The drivers: Rising interest rates have been a blight on lumber producers, whose revenues are closely tied to new home construction. Canfor’s sales of $1.67 billion in the third quarter were down both from Q2 and the same quarter last year, reflecting “steep declines in global lumber pricing,” president and CEO Don Kayne said in a release. The Vancouver-based company has been curtailing operations, especially in B.C., where log costs are highest. Still, it managed to eke out net income of $87.4 million or 71 cents a share in the quarter, demonstrating why the Bentley family’s firm, today 30-percent owned by The Jim Pattison Group, has been around in one form or another for 84 years.

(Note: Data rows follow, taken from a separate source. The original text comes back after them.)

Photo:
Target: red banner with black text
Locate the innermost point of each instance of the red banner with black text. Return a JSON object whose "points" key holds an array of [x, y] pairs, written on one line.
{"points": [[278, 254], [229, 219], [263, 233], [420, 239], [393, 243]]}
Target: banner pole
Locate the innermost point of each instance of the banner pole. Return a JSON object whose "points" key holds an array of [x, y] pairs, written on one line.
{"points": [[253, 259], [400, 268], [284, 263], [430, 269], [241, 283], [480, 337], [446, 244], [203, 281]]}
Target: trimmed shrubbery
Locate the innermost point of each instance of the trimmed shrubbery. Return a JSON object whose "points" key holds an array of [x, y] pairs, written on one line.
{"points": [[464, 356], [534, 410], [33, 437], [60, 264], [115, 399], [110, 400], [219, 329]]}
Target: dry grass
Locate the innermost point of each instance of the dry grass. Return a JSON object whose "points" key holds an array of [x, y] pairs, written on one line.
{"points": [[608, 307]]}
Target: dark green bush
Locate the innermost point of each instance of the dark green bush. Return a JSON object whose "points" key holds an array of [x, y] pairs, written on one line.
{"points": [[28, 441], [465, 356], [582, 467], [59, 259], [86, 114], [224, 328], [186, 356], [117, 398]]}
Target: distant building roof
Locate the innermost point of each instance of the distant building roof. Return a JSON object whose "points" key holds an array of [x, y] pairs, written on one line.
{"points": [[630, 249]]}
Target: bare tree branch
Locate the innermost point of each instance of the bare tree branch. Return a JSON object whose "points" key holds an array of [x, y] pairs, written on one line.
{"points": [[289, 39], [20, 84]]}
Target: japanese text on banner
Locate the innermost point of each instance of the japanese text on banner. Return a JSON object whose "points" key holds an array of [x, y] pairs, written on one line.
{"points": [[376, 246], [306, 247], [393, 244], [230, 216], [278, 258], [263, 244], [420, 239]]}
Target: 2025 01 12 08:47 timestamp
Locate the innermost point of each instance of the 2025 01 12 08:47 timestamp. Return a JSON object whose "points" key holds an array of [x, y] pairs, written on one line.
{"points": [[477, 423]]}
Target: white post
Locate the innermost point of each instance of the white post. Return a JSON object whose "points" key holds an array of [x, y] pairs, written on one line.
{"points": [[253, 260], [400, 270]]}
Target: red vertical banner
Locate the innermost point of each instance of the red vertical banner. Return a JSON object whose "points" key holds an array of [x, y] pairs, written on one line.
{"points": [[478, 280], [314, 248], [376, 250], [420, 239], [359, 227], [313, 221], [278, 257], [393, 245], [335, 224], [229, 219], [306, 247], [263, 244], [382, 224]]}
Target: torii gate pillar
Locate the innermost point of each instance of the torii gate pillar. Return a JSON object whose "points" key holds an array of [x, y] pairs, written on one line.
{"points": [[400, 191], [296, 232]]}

Canfor took advantage of giddy housing markets and the corresponding spike in profits in 2021 to expand its operations in Alberta, Sweden and especially the U.S. South, as well as to chop its term debt by $420 million. At just a sliver above 3, its price-to-earnings ratio verges on deep-value territory. Things could always get worse in the housing market, but patient investors know that new growth will eventually return for cyclical stocks like Canfor.
Word on the street: Scotia Capital analyst Benoit Laprade bestowed Canfor a “sector outperform” rating and a $33 target price this week, down from $36 previously but still implying a 38-percent return.
Coming & going: New Gold (TSX, NYSE American: NGD) has a new CEO. The Vancouver-based gold and copper miner announced Nov. 23 that it was promoting Patrick Godin, formerly executive VP and chief operating officer, to president and CEO, succeeding Renaud Adams.